My mouth clamps shut. Hands wringing in lap. Willing-my-legs-to-not-swing. I sit in the principal’s office, a dim but cozy place with soft chairs, and stare at him in silence. He stares back at me with expectation. His black-brown beard with stray grey hairs. His kindly wrinkled eyes. Silence like a third person between us. I am afraid that if I speak, one orphaned answer will spring from my mouth and all by itself that one answer will have to be wrong. Because there are so many answers.

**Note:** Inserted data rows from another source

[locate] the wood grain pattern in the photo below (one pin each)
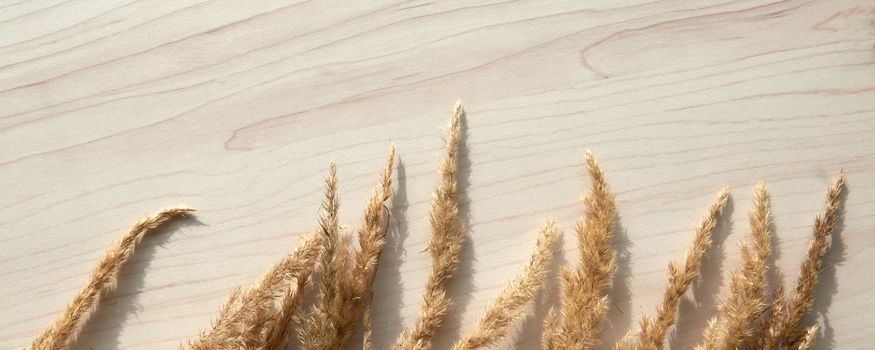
(114, 109)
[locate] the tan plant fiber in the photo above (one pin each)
(584, 298)
(709, 336)
(788, 330)
(653, 330)
(770, 332)
(372, 238)
(278, 331)
(444, 245)
(808, 338)
(66, 327)
(247, 318)
(746, 300)
(322, 327)
(348, 275)
(510, 304)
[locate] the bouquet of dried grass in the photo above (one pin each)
(265, 315)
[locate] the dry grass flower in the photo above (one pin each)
(444, 246)
(584, 299)
(509, 305)
(264, 316)
(653, 330)
(105, 273)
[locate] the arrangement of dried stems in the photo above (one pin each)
(267, 314)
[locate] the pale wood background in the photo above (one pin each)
(112, 110)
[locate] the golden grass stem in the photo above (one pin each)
(653, 331)
(323, 327)
(746, 300)
(444, 245)
(510, 304)
(584, 298)
(68, 324)
(246, 319)
(801, 297)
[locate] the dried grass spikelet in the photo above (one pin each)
(808, 338)
(653, 330)
(770, 332)
(709, 336)
(444, 246)
(741, 308)
(785, 329)
(509, 305)
(584, 299)
(348, 276)
(68, 324)
(322, 327)
(249, 320)
(372, 238)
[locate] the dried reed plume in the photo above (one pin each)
(746, 300)
(509, 305)
(444, 245)
(584, 299)
(264, 316)
(785, 329)
(348, 276)
(653, 331)
(249, 319)
(322, 329)
(66, 327)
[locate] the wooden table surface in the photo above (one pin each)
(111, 110)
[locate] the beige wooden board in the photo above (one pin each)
(111, 110)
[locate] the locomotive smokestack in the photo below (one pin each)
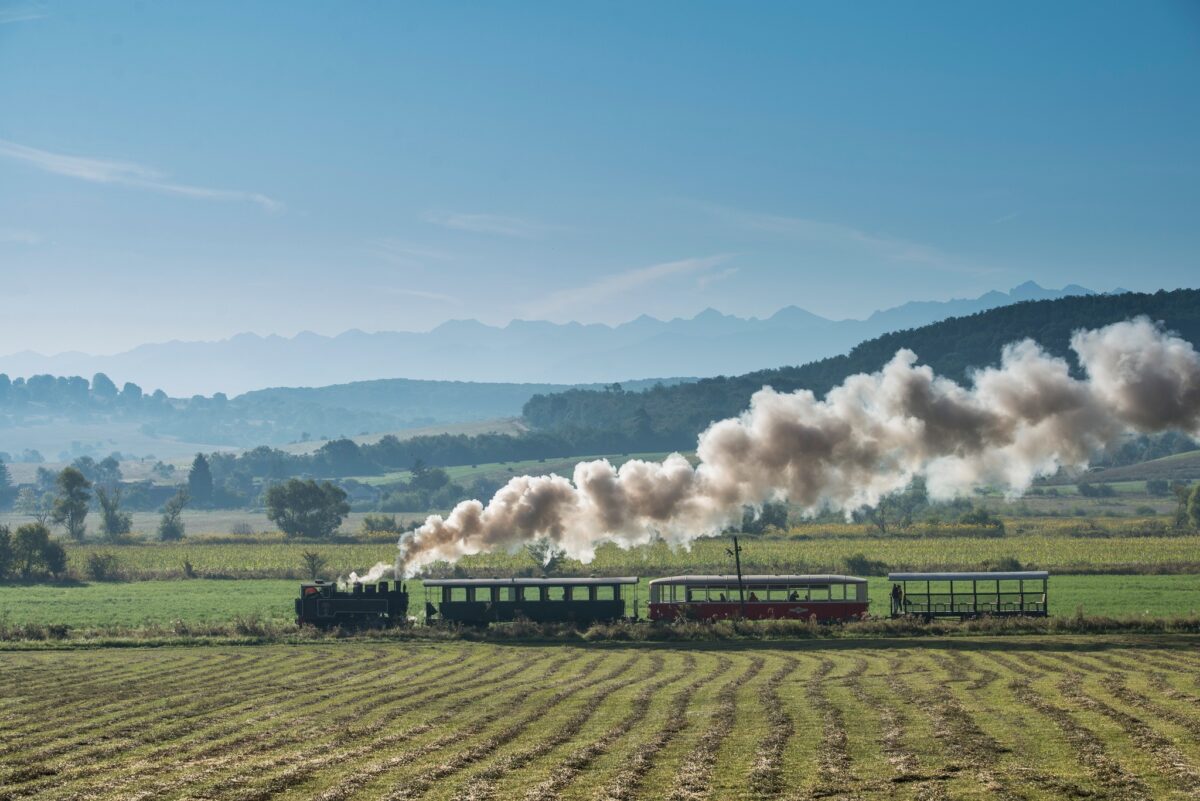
(869, 437)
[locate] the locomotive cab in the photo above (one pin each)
(325, 604)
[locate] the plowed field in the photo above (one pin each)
(963, 718)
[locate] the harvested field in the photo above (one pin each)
(1037, 717)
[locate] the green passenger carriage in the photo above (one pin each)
(481, 601)
(970, 595)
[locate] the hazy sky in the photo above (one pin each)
(196, 169)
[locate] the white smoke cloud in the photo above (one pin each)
(867, 438)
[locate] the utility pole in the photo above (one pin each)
(736, 552)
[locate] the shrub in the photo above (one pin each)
(102, 567)
(305, 509)
(379, 524)
(862, 565)
(1006, 564)
(171, 527)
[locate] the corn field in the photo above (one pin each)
(1059, 554)
(971, 718)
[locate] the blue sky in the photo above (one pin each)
(191, 170)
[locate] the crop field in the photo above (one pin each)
(965, 718)
(503, 470)
(132, 604)
(1075, 549)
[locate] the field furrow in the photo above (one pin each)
(1023, 718)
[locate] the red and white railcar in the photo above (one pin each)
(759, 597)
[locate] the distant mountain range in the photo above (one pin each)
(711, 343)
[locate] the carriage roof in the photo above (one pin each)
(1003, 576)
(532, 582)
(757, 580)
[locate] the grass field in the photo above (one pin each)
(967, 718)
(137, 603)
(1074, 548)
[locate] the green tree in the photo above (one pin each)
(103, 387)
(199, 481)
(305, 509)
(33, 549)
(171, 527)
(71, 505)
(313, 564)
(113, 523)
(546, 554)
(5, 552)
(6, 489)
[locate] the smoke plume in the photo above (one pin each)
(867, 438)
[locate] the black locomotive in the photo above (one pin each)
(365, 606)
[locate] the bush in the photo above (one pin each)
(305, 509)
(313, 564)
(862, 565)
(103, 567)
(171, 527)
(1006, 564)
(381, 524)
(983, 518)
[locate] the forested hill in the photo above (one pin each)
(672, 416)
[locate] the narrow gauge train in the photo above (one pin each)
(323, 604)
(583, 601)
(481, 601)
(759, 597)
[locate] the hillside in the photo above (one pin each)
(523, 351)
(59, 419)
(672, 416)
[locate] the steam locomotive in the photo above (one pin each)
(583, 601)
(365, 606)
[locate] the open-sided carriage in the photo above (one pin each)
(826, 598)
(970, 595)
(481, 601)
(363, 606)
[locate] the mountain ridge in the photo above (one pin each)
(532, 351)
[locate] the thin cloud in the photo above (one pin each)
(99, 170)
(495, 224)
(425, 295)
(702, 282)
(841, 235)
(21, 13)
(619, 283)
(405, 254)
(19, 236)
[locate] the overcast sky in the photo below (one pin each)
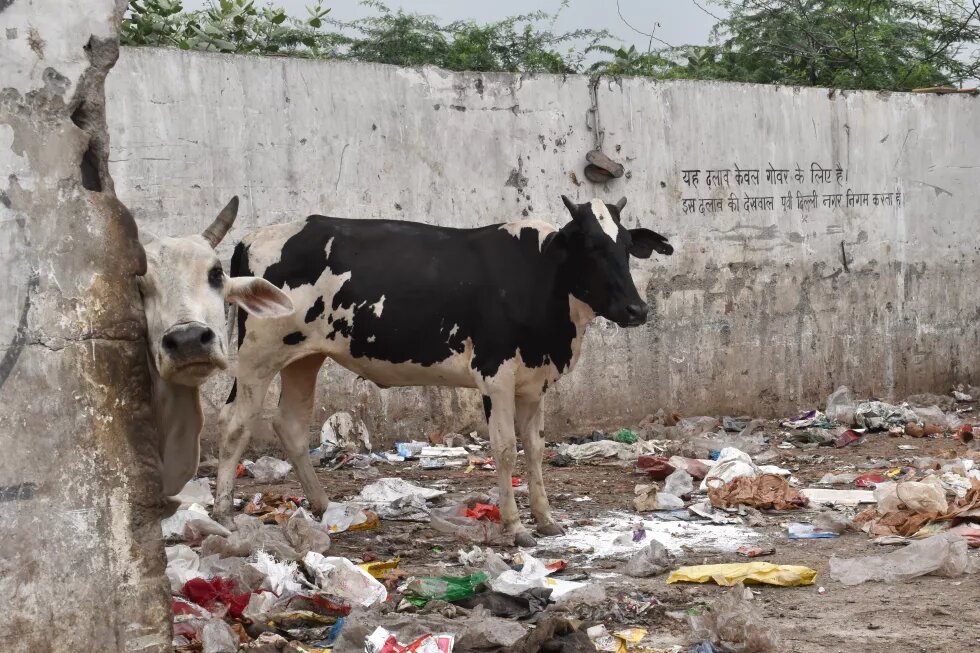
(681, 21)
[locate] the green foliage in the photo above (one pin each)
(237, 26)
(514, 44)
(871, 44)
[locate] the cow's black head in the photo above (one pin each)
(596, 250)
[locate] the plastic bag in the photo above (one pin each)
(940, 555)
(453, 521)
(341, 577)
(733, 625)
(692, 426)
(679, 483)
(339, 517)
(342, 429)
(926, 496)
(652, 560)
(196, 490)
(183, 564)
(268, 469)
(306, 535)
(747, 572)
(218, 637)
(251, 535)
(269, 574)
(192, 523)
(732, 463)
(420, 591)
(841, 406)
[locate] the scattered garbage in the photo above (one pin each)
(799, 531)
(878, 415)
(270, 583)
(268, 469)
(941, 555)
(652, 560)
(195, 491)
(340, 577)
(343, 430)
(764, 492)
(420, 591)
(745, 572)
(733, 624)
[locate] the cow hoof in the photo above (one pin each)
(548, 530)
(525, 539)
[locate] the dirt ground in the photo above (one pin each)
(924, 615)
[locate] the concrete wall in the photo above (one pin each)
(762, 309)
(81, 560)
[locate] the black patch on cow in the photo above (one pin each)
(445, 287)
(315, 311)
(240, 268)
(487, 407)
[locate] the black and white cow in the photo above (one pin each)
(501, 308)
(184, 292)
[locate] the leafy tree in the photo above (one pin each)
(514, 44)
(237, 26)
(871, 44)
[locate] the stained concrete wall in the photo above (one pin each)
(767, 303)
(81, 560)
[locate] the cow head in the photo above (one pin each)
(596, 249)
(184, 292)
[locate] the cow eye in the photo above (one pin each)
(216, 276)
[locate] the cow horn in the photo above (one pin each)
(214, 233)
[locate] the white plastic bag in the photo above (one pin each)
(940, 555)
(732, 463)
(341, 577)
(268, 469)
(183, 564)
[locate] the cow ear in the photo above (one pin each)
(554, 245)
(258, 297)
(645, 242)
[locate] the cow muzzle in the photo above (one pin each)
(190, 353)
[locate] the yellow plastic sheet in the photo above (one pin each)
(378, 568)
(746, 572)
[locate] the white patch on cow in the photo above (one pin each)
(604, 218)
(542, 227)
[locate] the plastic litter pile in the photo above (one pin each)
(708, 494)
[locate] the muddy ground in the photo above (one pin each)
(926, 614)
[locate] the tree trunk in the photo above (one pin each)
(81, 567)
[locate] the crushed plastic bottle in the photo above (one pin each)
(940, 555)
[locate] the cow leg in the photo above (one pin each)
(499, 408)
(292, 424)
(530, 421)
(237, 420)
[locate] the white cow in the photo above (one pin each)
(184, 292)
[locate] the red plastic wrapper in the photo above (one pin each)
(208, 592)
(870, 480)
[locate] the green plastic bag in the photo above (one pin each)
(446, 588)
(625, 436)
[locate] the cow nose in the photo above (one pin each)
(637, 313)
(188, 339)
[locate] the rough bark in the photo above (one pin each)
(82, 564)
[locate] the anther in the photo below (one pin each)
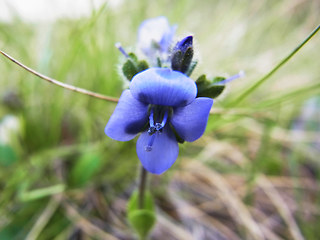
(148, 148)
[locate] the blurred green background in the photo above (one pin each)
(253, 175)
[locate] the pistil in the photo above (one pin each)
(155, 128)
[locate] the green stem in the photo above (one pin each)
(142, 187)
(276, 68)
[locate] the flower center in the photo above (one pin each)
(155, 127)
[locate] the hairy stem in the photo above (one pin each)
(142, 187)
(61, 84)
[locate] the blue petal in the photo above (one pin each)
(163, 86)
(191, 121)
(164, 151)
(128, 119)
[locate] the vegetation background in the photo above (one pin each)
(253, 175)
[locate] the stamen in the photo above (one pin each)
(121, 49)
(164, 121)
(239, 75)
(148, 148)
(152, 128)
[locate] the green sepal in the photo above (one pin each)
(132, 66)
(209, 88)
(192, 67)
(142, 219)
(182, 61)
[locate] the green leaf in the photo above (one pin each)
(133, 202)
(142, 221)
(7, 155)
(84, 169)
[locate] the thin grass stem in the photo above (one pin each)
(276, 68)
(61, 84)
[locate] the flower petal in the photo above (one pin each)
(163, 86)
(129, 117)
(164, 151)
(191, 121)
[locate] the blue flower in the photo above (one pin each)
(155, 37)
(159, 103)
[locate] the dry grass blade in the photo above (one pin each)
(281, 206)
(236, 207)
(60, 84)
(186, 210)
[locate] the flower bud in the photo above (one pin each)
(182, 55)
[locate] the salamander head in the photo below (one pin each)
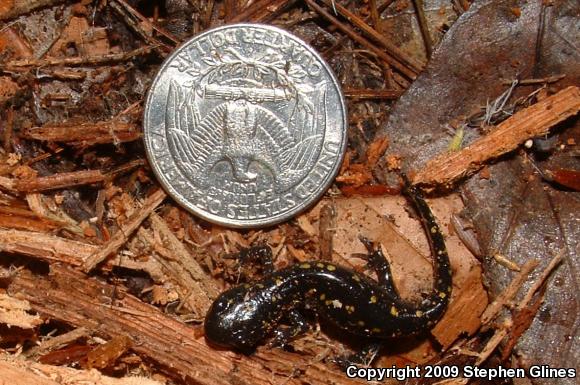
(235, 320)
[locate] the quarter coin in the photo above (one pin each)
(245, 125)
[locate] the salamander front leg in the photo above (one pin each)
(362, 358)
(297, 325)
(261, 254)
(377, 261)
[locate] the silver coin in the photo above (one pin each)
(245, 125)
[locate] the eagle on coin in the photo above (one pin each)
(278, 130)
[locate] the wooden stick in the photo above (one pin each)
(423, 26)
(69, 296)
(13, 9)
(394, 51)
(371, 94)
(47, 247)
(261, 11)
(530, 122)
(60, 180)
(32, 373)
(121, 236)
(404, 69)
(86, 134)
(509, 293)
(26, 64)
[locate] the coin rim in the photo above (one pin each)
(245, 223)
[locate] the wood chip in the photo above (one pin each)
(121, 236)
(536, 120)
(14, 312)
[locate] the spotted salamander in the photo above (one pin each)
(244, 316)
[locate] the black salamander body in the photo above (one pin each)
(242, 317)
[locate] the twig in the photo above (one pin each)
(55, 343)
(8, 129)
(86, 134)
(262, 11)
(371, 94)
(46, 247)
(374, 16)
(396, 57)
(32, 373)
(541, 279)
(13, 9)
(25, 64)
(160, 47)
(121, 236)
(148, 23)
(423, 26)
(527, 82)
(530, 122)
(509, 293)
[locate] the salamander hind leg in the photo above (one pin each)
(261, 254)
(364, 357)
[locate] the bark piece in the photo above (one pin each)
(13, 312)
(121, 236)
(86, 134)
(69, 296)
(31, 373)
(530, 122)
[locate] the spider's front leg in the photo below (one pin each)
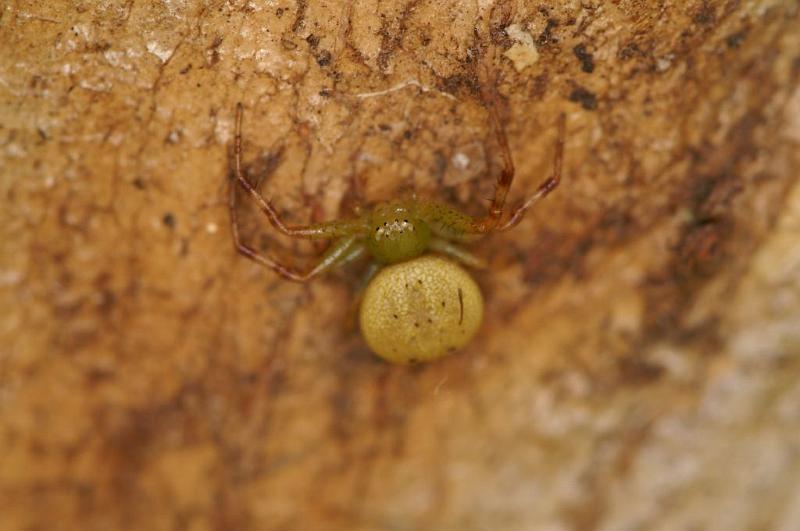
(349, 244)
(492, 221)
(345, 249)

What do you use shoes for? for rain for color to keep from stubbing my toe to scrape on the ground to stop my bike with its broken brakes to keep from getting that worm Mom says gets under your skin in bare feet to dress up like my mom when she wears heels to show I’m a girl and have my own shoes (even when I have to wear my brother’s hand-me-down clothes) to show that I’m a tomboy on days I don’t feel like being a girl to show that we are lucky enough to buy nice shoes but I’m ashamed of this too, because we live in America (not like some relatives in the Philippines.) Surely this would be too much to say too much space to take up in such a small dim room, with the once-smiling principal looking at me now in confusion.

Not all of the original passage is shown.